The older photos were from a time when arranged marriages were still
the norm. Weddings were simple ceremonies and at the end the bride
was escorted to her husband’s house to become part of his family.
Almost without exception the brides in these photos looked very
unhappy and very apprehensive about what was in store for them.
As time passes, weddings started to take on a more Western
feel with white dresses, flowers, cars and big celebrations. Somehow
it seems odd to see Asian ladies dressed up in big meringue style
wedding dresses. This though was not interesting as some of the
photos from the early days of the communist regime. These all showed
banners reminding the bride and groom and their assembled guests
that the Party and the country were more important than the
individual. Some of the pictures were from weddings taken during the
war with bride and groom in their military uniforms.
Outside in the gardens are reconstructed houses typical to
some of the ethnic minorities. The Cham house was a cluster of
different buildings (storage, living, sleeping), all within a fenced
in compound for one family. Another was an enormous long house from
the Ede ethnic group, built from bamboo and raised off the ground on
stilts. The stairs from the ground up to the level of the house were
made from a tree trunk with large niches cut out. It was functional
but not the easiest set of steps I have climbed. Inside the long
house the floor was simply bamboo matting resting on bamboo poles.
We were both waiting for it to cave in and give way but it did not.
There was a large communal area for eating and then the rest of the
forty metre long house was divided into smaller rooms for the
families of each of the daughters and granddaughters of the extended
family.
The Bahnar communal house was raised on a much higher
platform, about four or five metres off the ground and in total from
the ground was about twenty three metres in height. I wished there
was someone who could explain why the house was so high because
there were no separate floor levels inside. It was simply a
rectangular pyramid shaped construction with just one open room
inside. The Tay house, again on stilts and built from bamboo, the
main room was in the centre of the house and round the edges were
smaller areas, some with bamboo walls to give some privacy, for the
sons, father, mother, daughter and newlywed couple.

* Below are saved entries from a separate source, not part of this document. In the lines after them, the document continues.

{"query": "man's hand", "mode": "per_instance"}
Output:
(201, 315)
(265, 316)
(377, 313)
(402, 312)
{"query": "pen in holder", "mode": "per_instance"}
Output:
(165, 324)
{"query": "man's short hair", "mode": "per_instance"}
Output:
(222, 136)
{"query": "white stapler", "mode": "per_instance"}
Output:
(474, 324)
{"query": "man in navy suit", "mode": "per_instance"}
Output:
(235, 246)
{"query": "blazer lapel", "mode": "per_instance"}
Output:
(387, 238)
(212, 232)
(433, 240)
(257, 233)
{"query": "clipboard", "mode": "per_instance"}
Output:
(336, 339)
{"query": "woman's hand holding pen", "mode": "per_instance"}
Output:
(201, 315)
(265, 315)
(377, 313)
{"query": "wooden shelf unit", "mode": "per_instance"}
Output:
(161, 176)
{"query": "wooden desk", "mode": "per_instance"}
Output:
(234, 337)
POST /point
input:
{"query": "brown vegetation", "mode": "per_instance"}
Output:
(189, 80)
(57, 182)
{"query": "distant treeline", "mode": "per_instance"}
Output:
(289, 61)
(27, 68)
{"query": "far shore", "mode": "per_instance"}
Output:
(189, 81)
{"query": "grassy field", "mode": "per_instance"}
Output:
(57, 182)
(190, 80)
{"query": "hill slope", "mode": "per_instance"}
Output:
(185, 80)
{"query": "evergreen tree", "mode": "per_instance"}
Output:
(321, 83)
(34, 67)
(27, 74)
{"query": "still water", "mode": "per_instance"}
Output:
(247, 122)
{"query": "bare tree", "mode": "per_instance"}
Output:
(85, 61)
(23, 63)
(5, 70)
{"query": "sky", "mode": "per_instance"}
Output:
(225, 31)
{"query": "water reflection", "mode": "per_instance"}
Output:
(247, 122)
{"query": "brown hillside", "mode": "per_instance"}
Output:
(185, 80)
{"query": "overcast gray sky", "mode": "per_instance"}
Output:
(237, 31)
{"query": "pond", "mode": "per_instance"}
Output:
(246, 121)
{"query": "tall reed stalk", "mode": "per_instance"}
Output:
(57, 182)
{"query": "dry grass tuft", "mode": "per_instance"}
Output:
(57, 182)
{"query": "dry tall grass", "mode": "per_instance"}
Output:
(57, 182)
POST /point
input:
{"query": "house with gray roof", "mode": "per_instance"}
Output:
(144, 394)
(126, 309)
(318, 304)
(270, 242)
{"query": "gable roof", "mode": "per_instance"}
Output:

The evening found us back in town at the Water Puppet Theatre,
a typical North Vietnamese form of entertainment. A small orchestra
were on one side of the stage and the rest is given over to a large
pool of water, coloured green to hide the mechanisms for the
puppets. The backdrop is a bamboo style house which hides the
puppeteers from view. The puppets are made of a buoyant type of wood
and are manoeuvred around on large poles with strings attached to
some of their limbs for more animation. The puppeteers are
themselves stood waist deep in the water for the duration of the
show.
Lasting about an hour the show runs through different scenes from
everyday village life and it is a riot of colour and laughs. The
puppets, quite rough in design, are brightly painted and some
breathe fire thanks to fireworks attached inside their mouths. A boy
wanders across the rice paddies on the back of his water buffalo
playing his flute, men are out fishing trying to catch very animated
and golden fish. A fox chases ducks, lions and phoenixes dance, a
student returns home after graduation and thanks his ancestors and
boats race each other across the stage. It was great fun to watch
and is a must if you ever visit Hanoi.